Llegué a The Chosen casi obligado, debido a la fiebre que generaron las primeras temporadas de esta serie que estrena en cines un episodio doble, La Última Cena. De una campaña de crowdfunding a las salas de cine de medio mundo. Detrás de ese éxito no puede haber solo un fervor religioso, pues un alto porcentaje de sus seguidores no son creyentes; y no es de extrañar. En un mundo de producciones cada vez más grises, cada vez más cínicas, irrumpe una serie que es pura luz y que da razón de la fe de tantos. Mi hipótesis es que ha resonado en los deseos más profundos de sus espectadores, esos deseos imposibles de acallar, porque son constitutivos de nuestra humanidad.
Recuerdo perfectamente el día que empecé a ver esta producción, con reconocido escepticismo.
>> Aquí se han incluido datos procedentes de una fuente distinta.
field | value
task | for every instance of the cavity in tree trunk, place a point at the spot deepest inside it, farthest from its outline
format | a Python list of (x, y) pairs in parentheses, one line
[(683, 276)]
Recuerdo como si fuese ayer la profunda conmoción ante unas historias que conocía de haber leído el Evangelio decenas de veces… y, pese a recordarlas de memoria, no podía dejar de mirar fascinado cómo se desplegaban ante mí, de una forma nueva; como si las estuviese viviendo yo; como si hubiese viajado dos milenios y presenciase esa primera pesca milagrosa con Pedro, la vocación de Mateo, la curación del paralítico…
Quedé prendado de esta serie porque los desenlaces de esas historias, tan conocidas, provocaban lágrimas en mis ojos absortos; como si yo mismo fuese uno de los elegidos, como si estuviese experimentando en primera persona lo mismo que transformó la vida de los apóstoles y el discurrir de la historia humana. Esta conmoción se debe —es mi hipótesis— a una labor magnífica de los guionistas y de los actores, que consiguen acercar las escenas al mundo actual. Y por eso resuenan en tantos que, sin ser conscientes quizá hasta entonces, llevan buscando toda su vida lo que ahora ven sus ojos: a Jesús de Nazaret. A la caridad hecha carne. A Aquel que sigue existiendo hoy, no como recuerdo sino como presencia viva.